Happy New Year!

Yup, that's the kind of year it's been.  It is tradition that we get one bottle of champagne to ring in each New Year.  This year, we agreed that it would take a bit more...one to ring in the New Year...and a second to toast the Loved Ones that we lost....four beloveds total.  I know 2011 has been full of hardships for many and I pray that 2012 will be full of Hope...and CHANGE (as in no more Obama), but more importantly I wish for you Health, Happiness and Prosperity.  I heard a Christmas song the other day and the lyrics said something like..."I don't mind stains on the carpet as long as there's food on the table"...and that is so so true.

May your table always have food on it.
Happy New Year!
Love,
Robin

Christmas is getting closer.....

I still have *lots* to do...I'll be the crazy lady running around on Friday trying to finish up.
Can't wait for the CALM...that's when I am done shopping and everything is wrapped and ready...are you ready?

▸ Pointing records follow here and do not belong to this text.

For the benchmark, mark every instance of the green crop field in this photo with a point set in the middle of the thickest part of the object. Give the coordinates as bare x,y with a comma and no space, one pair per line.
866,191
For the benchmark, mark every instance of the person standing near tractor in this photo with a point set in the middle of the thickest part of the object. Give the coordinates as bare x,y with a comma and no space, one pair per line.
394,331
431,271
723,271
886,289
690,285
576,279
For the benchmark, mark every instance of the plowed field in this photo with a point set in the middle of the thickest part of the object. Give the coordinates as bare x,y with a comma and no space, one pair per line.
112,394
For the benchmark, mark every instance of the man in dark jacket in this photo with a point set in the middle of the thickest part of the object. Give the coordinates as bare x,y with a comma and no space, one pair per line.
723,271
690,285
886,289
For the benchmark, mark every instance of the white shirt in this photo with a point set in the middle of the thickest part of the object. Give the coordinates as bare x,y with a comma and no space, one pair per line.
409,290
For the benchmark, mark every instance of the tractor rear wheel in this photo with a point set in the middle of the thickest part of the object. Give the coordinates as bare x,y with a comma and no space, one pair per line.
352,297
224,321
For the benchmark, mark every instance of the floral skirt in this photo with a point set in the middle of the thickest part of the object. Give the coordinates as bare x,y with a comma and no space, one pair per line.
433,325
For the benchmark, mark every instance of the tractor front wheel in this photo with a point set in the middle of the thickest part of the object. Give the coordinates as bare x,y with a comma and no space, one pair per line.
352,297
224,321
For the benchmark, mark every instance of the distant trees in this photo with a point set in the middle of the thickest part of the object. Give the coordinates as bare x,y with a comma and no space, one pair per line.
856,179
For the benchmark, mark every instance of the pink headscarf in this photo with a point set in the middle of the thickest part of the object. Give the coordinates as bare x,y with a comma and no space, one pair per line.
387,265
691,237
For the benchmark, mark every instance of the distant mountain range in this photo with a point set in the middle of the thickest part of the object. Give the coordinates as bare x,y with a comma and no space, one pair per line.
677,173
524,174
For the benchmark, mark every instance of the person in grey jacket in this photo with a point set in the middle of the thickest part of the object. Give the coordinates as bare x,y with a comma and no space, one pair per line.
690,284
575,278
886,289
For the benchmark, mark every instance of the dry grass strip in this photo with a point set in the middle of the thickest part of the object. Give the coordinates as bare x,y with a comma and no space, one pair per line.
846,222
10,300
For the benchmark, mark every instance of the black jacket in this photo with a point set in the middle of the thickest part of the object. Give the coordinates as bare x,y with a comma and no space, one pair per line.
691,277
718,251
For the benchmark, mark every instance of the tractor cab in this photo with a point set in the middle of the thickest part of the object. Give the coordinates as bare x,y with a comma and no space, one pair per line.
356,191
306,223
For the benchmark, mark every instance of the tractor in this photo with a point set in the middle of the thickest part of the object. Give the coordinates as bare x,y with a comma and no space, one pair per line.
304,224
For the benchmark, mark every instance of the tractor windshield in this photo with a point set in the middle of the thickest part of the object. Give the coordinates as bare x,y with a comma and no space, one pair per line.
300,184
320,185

Also, I made pumpkin soup last night and WOW I have a new favorite. I have lots of canned pumpkin in my food storage and I was looking for ways to use it creatively....instead of for pie or cake.  I found this super great pumpkin soup recipe on Simply Recipes and it was so delicious....I know I'll be making it more often.  It's a nice creamy soup with just enough spice to make it NOT bland. Don't let the ingredients fool you....it warms the tongue and the belly just right. It was too good not to share:

Spicy Pumpkin Soup Recipe

Ingredients

  • 4 Tbsp unsalted butter
  • 2 medium yellow onions, chopped
  • 2 teaspoons minced garlic
  • 1/8 to 1/4 teaspoon crushed red pepper
  • 2 teaspoons curry powder
  • 1/2 teaspoon ground coriander
  • Pinch ground cayenne pepper (optional) ***(I left this out because I didn't have any)
  • 3 (15 oz) cans 100 percent pumpkin or 6 cups of chopped roasted pumpkin*
  • 5 cups of chicken broth (or vegetable broth for vegetarian option)**
  • 2 cups of milk
  • 1/2 cup brown sugar
  • 1/2 cup heavy cream
Method
1 Melt butter in a 4-quart saucepan over medium-high heat. Add onions and garlic and cook, stirring often, until softened, about 4 minutes. Add spices and stir for a minute more.
2 Add pumpkin and 5 cups of broth; blend well. Bring to a boil and reduce heat, simmer for 10 to 15 minutes.
3 ( I skipped this step entirely) Transfer soup, in batches, to a blender or food processor. Cover tightly and blend until smooth. Return soup to saucepan.
4 With the soup on low heat, add brown sugar and mix. Slowly add milk while stirring to incorporate. Add cream. Adjust seasonings to taste. If a little too spicy, add more cream to cool it down. You might want to add a teaspoon of salt.
Serve in individual bowls.

Yield: Serves 8.

My daughter's boyfriend is a vegetarian so I am trying to prepare meatless cuisine for him these next few weeks...this forces me to get creative and think outside the box.  On Christmas we are having a Prime Rib and a Vegetarian Lasagna...and whatever else I can think of.  We still have 2 days left of homeschool before Christmas break....lots left to do.

Blessings to all!
It's been a very difficult year for me and I am praying that Good Things will happen in the New Year.
Thank you so much my Dear Friends for the kind words, I needed more time than I thought to collect my thoughts.  My husband kept asking me if I was going to do a last post about Sadie and I chose not to, the pain is still fresh but now we can smile and laugh when we speak of her..that's not to say there aren't still tears..they are just fewer and far between and she is now in my heart instead of by my side.

Christmas is now upon us and we are having a guest this year for Christmas and through the New Year. In all the years we've been a family, it's only been the four of us each Christmas morning.  My daughter's boyfriend is flying in from California and we are most excited. Good Things are on the way.  Be Blessed.